Vielleicht, denke ich jetzt gerade, lese ich ein bisschen zu viel Blick... Mittlerweile interessiert mich auch gar nicht mehr, wer das schwimmende Pärchen mit dem Boot angefahren hat. Auch, dass Monogamie eine Illusion ist -mittlerweile ein Thema, zu dem wohl jede Woche ein Interview von irgendwelchen Sexperten in irgendeiner Zeitung erscheinen muss- ist mir vollkommen gleichgültig, denn ich sage, dass alle, die sowas behaupten und danach leben, zu einem grossen Teil dauergeile, gefühlsgestörte Deppen sind. Ja ja, das und nichts anderes. Mittlerweile habe ich der Taube verziehen, dass sie mich als wandelnde Zeilscheibe für ihre naturgegebenen Bedürfnisse gebraucht hat. Man muss den Tieren auch mal etwas Spass gönnen. Immer nur im Labor als Versuchsobjekte gehalten, auf der Strasse getreten und ständig mit dem Rückgang ihrer Lebensräume konfrontiert, brauchen schliesslich auch sie ein wenig Zerstreuung. Verziehen sei dir, mein Täubchen.

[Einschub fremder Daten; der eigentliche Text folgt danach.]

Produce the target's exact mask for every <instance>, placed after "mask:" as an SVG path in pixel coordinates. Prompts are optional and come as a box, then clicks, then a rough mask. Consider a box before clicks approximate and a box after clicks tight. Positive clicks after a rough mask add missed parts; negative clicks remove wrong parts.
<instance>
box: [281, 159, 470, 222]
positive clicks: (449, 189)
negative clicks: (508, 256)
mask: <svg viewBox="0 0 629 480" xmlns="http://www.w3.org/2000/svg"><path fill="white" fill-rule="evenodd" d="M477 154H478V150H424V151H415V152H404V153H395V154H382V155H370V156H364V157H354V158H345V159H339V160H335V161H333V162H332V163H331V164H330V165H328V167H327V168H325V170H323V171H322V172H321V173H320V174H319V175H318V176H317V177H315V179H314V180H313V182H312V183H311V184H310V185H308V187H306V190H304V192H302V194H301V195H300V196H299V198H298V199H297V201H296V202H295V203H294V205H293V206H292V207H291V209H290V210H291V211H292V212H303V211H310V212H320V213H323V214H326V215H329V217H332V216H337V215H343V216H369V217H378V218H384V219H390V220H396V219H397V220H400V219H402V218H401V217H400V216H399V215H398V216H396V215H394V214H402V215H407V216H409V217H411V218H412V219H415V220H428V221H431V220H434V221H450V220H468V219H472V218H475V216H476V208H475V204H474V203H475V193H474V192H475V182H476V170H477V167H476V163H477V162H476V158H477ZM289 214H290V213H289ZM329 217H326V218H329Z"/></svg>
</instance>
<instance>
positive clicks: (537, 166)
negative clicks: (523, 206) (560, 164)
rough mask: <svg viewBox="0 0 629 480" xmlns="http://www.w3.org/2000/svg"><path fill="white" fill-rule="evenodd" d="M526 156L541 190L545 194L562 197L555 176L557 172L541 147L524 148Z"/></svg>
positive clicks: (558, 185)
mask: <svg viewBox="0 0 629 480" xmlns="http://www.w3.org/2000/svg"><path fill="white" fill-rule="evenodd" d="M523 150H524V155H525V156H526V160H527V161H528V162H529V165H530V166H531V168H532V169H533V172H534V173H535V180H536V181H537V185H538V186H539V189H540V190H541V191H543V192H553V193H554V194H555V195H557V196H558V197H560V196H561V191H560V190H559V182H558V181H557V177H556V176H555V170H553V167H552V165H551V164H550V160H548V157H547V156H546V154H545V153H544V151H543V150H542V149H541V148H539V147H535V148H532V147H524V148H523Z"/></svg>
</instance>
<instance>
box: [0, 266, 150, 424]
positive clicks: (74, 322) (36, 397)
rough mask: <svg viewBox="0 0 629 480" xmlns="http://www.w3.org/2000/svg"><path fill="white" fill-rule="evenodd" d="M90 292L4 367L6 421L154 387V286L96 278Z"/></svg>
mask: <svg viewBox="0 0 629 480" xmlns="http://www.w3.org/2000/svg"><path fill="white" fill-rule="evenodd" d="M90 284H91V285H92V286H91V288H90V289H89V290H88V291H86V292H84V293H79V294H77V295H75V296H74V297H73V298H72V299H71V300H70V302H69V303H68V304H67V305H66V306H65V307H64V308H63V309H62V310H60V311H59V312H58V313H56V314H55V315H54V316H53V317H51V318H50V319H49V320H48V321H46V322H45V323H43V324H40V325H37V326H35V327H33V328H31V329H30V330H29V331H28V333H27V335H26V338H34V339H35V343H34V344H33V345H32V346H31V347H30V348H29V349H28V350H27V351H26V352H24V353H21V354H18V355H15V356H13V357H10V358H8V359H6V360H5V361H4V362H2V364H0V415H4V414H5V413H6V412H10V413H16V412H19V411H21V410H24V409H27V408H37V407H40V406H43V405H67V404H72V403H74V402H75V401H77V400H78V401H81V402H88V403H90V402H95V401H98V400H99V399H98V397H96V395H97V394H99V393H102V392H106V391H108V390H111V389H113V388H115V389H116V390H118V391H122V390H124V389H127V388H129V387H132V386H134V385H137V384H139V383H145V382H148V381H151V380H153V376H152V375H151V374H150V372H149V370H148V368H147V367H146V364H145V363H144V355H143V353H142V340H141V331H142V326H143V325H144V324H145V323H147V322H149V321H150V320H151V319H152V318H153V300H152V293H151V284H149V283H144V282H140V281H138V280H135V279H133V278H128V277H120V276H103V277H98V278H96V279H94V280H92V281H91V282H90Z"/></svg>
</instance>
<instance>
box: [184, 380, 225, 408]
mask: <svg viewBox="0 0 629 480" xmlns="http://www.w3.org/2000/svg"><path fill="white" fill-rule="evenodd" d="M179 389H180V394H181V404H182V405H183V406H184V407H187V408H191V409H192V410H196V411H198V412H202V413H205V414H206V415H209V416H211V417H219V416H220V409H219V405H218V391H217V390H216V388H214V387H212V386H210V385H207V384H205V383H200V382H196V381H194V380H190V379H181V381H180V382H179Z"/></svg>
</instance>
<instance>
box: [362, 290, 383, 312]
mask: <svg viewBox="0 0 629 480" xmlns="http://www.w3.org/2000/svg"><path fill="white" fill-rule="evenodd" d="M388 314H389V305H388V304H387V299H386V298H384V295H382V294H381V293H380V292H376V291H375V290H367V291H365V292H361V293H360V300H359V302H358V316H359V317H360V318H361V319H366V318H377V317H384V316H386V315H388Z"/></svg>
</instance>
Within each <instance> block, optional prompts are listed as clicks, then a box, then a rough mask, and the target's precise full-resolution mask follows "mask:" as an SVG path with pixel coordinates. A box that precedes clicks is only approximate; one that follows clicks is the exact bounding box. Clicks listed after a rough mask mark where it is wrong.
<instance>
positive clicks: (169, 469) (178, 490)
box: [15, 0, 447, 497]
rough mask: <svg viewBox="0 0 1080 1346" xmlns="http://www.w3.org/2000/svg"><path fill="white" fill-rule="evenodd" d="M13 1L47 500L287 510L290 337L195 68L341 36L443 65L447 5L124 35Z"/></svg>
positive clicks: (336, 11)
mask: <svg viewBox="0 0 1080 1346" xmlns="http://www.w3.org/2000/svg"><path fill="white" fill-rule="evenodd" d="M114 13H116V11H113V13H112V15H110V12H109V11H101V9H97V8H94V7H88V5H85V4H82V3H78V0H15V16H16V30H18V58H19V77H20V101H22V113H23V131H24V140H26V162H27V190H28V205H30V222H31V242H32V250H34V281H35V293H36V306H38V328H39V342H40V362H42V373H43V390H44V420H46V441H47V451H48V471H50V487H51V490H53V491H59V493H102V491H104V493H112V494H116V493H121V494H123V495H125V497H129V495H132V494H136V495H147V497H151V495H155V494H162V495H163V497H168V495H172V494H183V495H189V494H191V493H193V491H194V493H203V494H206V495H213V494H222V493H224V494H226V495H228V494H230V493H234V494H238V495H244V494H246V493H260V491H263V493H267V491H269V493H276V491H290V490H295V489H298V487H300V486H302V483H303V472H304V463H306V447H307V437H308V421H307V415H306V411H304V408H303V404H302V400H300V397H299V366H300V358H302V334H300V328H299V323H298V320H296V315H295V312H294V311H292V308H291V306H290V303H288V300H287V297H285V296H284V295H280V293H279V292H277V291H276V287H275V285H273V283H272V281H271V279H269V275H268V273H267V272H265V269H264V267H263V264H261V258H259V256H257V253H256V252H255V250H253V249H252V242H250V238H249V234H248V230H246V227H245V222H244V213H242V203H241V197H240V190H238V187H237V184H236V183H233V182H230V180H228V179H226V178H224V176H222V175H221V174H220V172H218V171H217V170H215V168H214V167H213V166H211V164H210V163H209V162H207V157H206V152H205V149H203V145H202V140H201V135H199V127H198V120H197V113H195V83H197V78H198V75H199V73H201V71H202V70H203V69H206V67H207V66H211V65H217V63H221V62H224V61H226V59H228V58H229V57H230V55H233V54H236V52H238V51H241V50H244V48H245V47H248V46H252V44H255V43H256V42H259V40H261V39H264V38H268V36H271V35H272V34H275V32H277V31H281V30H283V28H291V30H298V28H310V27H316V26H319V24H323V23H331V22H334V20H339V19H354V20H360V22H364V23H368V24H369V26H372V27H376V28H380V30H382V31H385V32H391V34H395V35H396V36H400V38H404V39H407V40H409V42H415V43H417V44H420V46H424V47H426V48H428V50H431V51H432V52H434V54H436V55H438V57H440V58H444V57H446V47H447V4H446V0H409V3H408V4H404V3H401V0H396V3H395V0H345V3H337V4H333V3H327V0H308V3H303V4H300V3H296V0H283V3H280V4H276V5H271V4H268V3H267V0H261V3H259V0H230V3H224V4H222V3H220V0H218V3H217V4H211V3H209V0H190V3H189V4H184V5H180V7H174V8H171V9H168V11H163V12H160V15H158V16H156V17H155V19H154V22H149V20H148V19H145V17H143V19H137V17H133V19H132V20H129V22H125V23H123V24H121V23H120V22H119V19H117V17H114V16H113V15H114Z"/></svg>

Immer noch nicht verziehen sei dir, Gölä! Plötzlich finde ich, dass der Kerl aussieht wie ein Nazi. Nicht so ein gepflegter Decknazi wie die Wagners von den Bayreuther Festspielen, sondern so wie ein richtiger Rheinpromenaden-Nazi. Ich war schon länger nicht mehr am Rhein. Als ich das letzte Mal dort war, daran mag ich mich gut erinnern, ist ein wunderschönes Schwanenpaar an mir vorbeigeschwommen. Da musste ich gleich an mich denken, als ich das Männchen sah, dieses edle Tier. Bestimmt ist es kein Zufall, dass sich so prachtvolle Tiere ein Leben lang einander binden, wir zweibeinigen, kümmerlich behaarten Affen aber ständig von fremdrammeln reden und dies mit der Natur der Dinge begründen.
Affen bleiben nun mal Affen, ob sie nun in Häusern wohnen oder auf Bäumen klettern.
In diesem Sinne schönen Sonntag.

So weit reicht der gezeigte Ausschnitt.